De laatste stap in het proces voor het maken van een gegevensstroom is het controleren van de gegevensstroom voordat deze wordt uitgevoerd. Gebruik de Review stap om de details van uw nieuwe gegevensstroom te herzien alvorens het loopt. De details worden gegroepeerd in de volgende categorieën:

  • Verbinding: Hiermee geeft u het brontype, het relevante pad van het gekozen bronbestand en het aantal kolommen in dat bronbestand weer.
  • Gegevensset- en kaartvelden toewijzen: Toont welke dataset de brongegevens worden opgenomen in, met inbegrip van het schema dat de dataset volgt.
  • Planning: Hiermee geeft u de actieve periode, frequentie en interval van het innameschema weer.

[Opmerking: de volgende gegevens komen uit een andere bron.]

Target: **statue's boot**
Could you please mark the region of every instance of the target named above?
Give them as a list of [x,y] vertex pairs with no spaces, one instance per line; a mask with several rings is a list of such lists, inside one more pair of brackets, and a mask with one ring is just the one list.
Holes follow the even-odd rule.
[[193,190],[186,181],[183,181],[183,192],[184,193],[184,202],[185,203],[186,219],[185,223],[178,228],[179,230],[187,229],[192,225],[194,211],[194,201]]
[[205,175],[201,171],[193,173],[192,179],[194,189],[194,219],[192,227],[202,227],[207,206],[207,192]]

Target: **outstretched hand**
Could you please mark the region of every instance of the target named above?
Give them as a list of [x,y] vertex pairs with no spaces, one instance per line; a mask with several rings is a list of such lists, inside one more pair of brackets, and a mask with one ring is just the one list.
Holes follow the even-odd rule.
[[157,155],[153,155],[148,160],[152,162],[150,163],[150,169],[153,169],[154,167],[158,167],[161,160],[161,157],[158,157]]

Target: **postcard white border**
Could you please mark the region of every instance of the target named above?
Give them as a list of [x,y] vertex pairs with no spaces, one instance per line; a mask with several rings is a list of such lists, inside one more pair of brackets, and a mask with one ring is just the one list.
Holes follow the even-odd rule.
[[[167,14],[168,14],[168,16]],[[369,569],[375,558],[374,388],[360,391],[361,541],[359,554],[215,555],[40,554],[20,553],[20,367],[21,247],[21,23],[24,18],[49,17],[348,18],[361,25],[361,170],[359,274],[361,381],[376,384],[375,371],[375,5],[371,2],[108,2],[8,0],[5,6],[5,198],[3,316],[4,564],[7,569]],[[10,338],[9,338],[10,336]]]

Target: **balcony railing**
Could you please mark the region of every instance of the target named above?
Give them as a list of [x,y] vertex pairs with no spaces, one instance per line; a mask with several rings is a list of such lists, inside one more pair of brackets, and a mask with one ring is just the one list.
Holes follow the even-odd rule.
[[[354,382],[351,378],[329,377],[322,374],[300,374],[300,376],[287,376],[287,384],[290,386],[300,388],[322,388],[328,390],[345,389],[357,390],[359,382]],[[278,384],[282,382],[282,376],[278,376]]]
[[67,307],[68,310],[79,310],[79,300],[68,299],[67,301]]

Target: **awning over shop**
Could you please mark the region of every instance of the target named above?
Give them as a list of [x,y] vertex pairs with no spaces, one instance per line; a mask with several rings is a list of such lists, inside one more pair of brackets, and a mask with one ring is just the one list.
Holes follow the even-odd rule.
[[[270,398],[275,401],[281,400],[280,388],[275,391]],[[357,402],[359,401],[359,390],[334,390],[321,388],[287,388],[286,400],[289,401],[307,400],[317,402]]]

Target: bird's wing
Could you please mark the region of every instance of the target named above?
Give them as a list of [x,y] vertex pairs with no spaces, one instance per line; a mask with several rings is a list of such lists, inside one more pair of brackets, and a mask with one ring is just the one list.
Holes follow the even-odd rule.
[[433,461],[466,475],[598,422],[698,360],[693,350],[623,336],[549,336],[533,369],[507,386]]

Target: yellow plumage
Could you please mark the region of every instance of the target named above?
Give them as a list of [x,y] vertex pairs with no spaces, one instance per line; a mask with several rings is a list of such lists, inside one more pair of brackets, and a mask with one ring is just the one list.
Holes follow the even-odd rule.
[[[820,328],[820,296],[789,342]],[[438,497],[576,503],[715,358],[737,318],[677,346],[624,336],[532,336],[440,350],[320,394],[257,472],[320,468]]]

Nadat u de gegevensstroom hebt gecontroleerd, selecteert u Finish en laat enige tijd voor de gegevensstroom worden gecreeerd.

De revisiestap van de workflow voor bronnen.

Volgende stappen

Door deze zelfstudie te volgen, hebt u een gegevensstroom gemaakt om betalingsgegevens van uw Stripe bron naar Experience Platform. Voor extra bronnen raadpleegt u de documentatie die hieronder wordt beschreven.

Uw gegevensstroom controleren

Zodra uw gegevensstroom is gecreeerd, kunt u de gegevens controleren die door het worden opgenomen om informatie over innamesnelheden, succes, en fouten te bekijken. Voor meer informatie over hoe te om dataflow te controleren, bezoek de zelfstudie op het controleren van rekeningen en gegevensstromen in UI.

Uw gegevensstroom bijwerken

Ga naar de zelfstudie voor het bijwerken van configuraties voor uw dataflows die plannen, toewijzingen en algemene informatie plannen het bijwerken van bronnen dataflows in UI.

Uw gegevensstroom verwijderen

U kunt gegevensstromen schrappen die niet meer noodzakelijk of verkeerd gecreeerd gebruikend zijn Delete functie beschikbaar in de Dataflows werkruimte. Ga voor meer informatie over het verwijderen van gegevensstromen naar de zelfstudie op gegevens verwijderen in de gebruikersinterface.